Lúcio Brasileiro, um dos mais longevos colunistas em atividade no mundo, morreu aos 87 anos em Lisboa. A morte ocorreu no dia 23 de abril, após complicações decorrentes de uma queda, durante viagem. O falecimento foi confirmado pela família.
Nascido Francisco Newton Quezado Cavalcante em 6 de abril de 1939, em Aurora (CE), ele iniciou a carreira aos 16 anos, no jornal Gazeta de Notícias. Por mais de seis décadas assinou a coluna no O Povo, de Fortaleza, mantendo a regularidade mesmo durante férias.

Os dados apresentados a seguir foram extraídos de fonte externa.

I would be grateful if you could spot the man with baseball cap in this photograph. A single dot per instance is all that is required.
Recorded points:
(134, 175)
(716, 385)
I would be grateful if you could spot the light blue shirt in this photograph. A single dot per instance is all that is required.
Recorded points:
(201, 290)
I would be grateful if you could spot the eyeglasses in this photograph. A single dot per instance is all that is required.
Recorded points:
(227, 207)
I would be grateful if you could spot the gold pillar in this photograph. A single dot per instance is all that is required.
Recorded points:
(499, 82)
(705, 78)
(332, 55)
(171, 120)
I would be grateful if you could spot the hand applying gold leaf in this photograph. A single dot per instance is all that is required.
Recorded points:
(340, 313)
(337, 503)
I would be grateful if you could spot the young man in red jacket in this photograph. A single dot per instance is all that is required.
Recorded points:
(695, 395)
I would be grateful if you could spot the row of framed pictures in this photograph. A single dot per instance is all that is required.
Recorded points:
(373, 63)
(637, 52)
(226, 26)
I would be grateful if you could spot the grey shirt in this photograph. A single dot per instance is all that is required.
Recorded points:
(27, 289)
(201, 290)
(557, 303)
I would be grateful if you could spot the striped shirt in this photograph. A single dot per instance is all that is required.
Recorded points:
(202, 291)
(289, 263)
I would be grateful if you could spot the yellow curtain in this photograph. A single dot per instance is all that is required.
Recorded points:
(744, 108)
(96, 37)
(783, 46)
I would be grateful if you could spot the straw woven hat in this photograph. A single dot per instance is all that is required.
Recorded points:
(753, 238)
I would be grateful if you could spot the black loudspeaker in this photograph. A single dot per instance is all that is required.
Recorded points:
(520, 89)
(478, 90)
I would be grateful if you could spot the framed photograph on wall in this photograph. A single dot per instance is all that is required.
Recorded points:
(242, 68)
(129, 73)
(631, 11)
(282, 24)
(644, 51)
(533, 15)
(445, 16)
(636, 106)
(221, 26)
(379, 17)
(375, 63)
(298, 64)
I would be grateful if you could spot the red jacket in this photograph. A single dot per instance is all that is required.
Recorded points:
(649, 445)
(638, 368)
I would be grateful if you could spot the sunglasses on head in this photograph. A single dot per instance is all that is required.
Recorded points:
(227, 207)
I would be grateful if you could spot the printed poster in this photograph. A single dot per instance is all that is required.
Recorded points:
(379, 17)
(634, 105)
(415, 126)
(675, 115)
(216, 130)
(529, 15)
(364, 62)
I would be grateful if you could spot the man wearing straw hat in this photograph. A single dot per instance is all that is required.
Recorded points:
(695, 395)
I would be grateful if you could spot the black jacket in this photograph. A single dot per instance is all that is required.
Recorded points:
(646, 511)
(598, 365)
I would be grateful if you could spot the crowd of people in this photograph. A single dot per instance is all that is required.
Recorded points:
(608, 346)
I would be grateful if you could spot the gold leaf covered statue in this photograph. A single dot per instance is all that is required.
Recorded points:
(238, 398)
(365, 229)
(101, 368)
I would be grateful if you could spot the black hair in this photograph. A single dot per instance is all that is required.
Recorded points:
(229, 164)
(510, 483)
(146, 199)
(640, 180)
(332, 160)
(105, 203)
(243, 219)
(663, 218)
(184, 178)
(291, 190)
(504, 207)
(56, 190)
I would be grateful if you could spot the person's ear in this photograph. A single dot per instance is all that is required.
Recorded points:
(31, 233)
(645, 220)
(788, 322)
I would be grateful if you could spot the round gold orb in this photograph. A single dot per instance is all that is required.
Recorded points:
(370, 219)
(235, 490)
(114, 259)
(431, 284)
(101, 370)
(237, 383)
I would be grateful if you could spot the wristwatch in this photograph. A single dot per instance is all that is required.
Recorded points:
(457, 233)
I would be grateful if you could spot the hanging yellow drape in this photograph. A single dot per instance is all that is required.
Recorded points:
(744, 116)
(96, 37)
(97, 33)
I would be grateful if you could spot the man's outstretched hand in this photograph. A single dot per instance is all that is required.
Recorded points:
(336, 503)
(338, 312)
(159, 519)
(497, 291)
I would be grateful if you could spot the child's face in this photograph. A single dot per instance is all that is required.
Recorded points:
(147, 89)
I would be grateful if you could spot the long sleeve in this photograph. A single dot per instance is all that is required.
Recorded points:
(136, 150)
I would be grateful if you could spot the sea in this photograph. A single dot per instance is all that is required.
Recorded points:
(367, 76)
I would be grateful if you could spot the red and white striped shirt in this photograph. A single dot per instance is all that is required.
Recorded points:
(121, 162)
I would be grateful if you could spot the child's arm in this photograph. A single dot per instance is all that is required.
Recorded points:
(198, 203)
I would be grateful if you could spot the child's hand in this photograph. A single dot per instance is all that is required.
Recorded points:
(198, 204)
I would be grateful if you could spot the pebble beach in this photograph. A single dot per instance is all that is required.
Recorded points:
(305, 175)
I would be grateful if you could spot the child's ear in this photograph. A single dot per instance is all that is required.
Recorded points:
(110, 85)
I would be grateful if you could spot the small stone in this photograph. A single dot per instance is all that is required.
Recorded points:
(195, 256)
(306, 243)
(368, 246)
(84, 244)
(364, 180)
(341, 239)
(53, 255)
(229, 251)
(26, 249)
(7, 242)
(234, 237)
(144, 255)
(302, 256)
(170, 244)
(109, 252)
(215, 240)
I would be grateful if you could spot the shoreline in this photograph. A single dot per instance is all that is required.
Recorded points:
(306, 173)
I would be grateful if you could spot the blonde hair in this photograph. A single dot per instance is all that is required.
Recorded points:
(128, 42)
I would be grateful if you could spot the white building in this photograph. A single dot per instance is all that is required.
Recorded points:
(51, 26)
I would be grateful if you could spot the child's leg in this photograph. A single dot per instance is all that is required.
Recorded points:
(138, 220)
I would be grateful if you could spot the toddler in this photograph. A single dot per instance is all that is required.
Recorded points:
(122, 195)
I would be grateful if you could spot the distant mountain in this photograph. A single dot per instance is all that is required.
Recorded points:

Ao longo da carreira, o jornalista descreveu a cidade por meio de notas sobre festas e colunas sociais, mas também incorporou temas mais amplos, como cinema e cultura. Morou fora do Ceará, mantendo a atuação jornalística e marcando presença na imprensa brasileira.
Trajetória e legado
No O Povo, Lúcio Brasileiro escreveu por mais de 57 anos, consolidando-se entre os profissionais de maior longevidade da imprensa brasileira. Seu trabalho é lembrado por combinar retratos de Fortaleza com referências culturais e literárias, além de uma visão sobre o Ceará e o Brasil.
A trajetória do colunista também incluiu observações sobre cinema e cultura internacional, com referências a Sevilha e ao filme Casablanca. O jornalista mantinha uma escrita concisa, com entradas curtas, que ajudavam a mapear momentos e personalidades de sua época.